Why Ueno? (pronounced way-no)
Traveling by plane from the Midwestern USA to Japan can be rough on the constitution. It is a 13 hour flight and when we land in Tokyo it is tomorrow afternoon, 14 time zones ahead of Chicago. I know we’ll be disoriented and probably cranky, real cranky. Where in this city of 14 million will we find a place to recharge our batteries and adjust to the “Land of the Rising Sun”? We pick an area of the city called Ueno.
It’s easy to get to Ueno. Right outside of the Narita (Tokyo) Airport arrival gate is the ticket office for the Keisei Skyliner. For $25 you can grab this fast train for a smooth 45 minute ride right to Keisei Uneo Station. No transfers, no traffic, no hassles. From the station our hotel, The Mitsui Garden Ueno, is a 10 minute walk. At less than $200 per night the room is small but that’s status quo for Tokyo. This place has every amenity we need and then some. Hotel vending machines sell beer so it’s have a beer, beddy-bye and dreams.
The first full day in country should allow for a little adventure but we’re not up for much of anything that requires an attention span. We opt for a walk. Nearby Ueno Park is the cultural heart of Tokyo. Lots of museums nestle in this vast woods including; Tokyo National, National Science and the National Museum of Western Art. The park itself has a pond where you can rent a boat or just stroll and watch the lotus leaves sway in the breeze. Large tourist-friendly maps keep you from getting lost.
Just north of Ueno Park, the Yanaka Neighborhood is a peek at old Tokyo. Many of its buildings escaped earthquakes and Allied bombs so, unlike much of rest of the city, it has a traditional feel. We pass through a huge cemetery, Yanaka-Reien, where the last Shogun, Tokugawa Yoshinobu, is buried. It’s quiet here. Pretty much no one home but the stray cats. We make a long stop at Tennoji, a Buddhist Temple. Nothing like the exquisite lines and curves of temple design for meditating and taking the edge off after a long journey.
The quiet walk and a little Zen give us a lift and the courage to wade into the shopping district outside Ueno Station. This is the anti-Zen. Loud, bright at night, and crowded, it is a tangle of shops, Pachinko (gambling) Parlors, and restaurants. We’re getting hungry so aim to find a place that serves yakitori or mini kebabs. There’s not a lot of English signage around here, but the menus posted outside restaurants have pictures. These are small specialty spots. Yakitori is yakitori and ramen is ramen, and here in Japan, the twain don’t meet. Cooks specialize and locals reason that a restaurant can’t do two things well. Our live’s thus simplified, we choose a little joint that has two open stools and sit. I didn’t know there was such a thing as a tachi-kui or “stand & eat” restaurant but the cook dug up an English menu and there is a clause. Sitting is an extra 300 yen ($3) per. Ok, after walking all day we stay on the stools.

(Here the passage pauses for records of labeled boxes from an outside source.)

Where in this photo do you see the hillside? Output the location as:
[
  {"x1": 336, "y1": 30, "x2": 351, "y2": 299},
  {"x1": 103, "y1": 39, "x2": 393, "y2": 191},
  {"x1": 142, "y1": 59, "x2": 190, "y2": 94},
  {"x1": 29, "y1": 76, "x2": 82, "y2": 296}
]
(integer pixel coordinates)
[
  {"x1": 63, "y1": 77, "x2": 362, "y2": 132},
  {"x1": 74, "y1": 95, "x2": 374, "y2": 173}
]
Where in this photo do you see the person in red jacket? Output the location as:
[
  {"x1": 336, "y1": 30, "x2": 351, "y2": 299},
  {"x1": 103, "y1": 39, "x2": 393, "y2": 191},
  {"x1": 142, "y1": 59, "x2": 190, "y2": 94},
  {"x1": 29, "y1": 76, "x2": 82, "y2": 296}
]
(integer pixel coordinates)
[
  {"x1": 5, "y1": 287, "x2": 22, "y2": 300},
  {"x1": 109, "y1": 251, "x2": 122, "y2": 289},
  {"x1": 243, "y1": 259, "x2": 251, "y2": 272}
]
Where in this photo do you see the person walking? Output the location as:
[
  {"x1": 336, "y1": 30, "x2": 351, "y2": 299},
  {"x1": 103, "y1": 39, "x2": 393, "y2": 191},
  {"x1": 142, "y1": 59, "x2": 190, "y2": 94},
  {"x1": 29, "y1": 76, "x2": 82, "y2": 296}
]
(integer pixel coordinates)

Joanne played it safe and ordered spare ribs. I get assorted yakitori. The cook/bartender grills the skewers right on the bar on an open bed of coals. After they were delivered I figured out mine included chicken gizzards and a skewer of tiny “Pope’s noses” or chicken asses. A little greasy but tasty. Steak and lean pork rounded out my repast. Japan has good inexpensive food. Our tab including drinks and sitting comes to about $20.
The first time Joanne and I visited Japan together was 34 years ago and I remember diving right in after arriving. We went driving with a Japanese friend and it was fun until 4:00pm. Then the jet lag hit and I went down hard. I remember summoning all my concentration to prop one eye open as we drove past towering waterfalls and an active volcano belching steam. It is a distant and very hazy memory.
Now we pick a spot for the first day of travel that gentles us into our new surroundings. That’s why Ueno works. Easy access, comfortable digs, the option for some not-too-heavy-duty cultural appreciation and some not-too fancy but delicious Japanese food. A good first day should underachieve; I think we achieved that.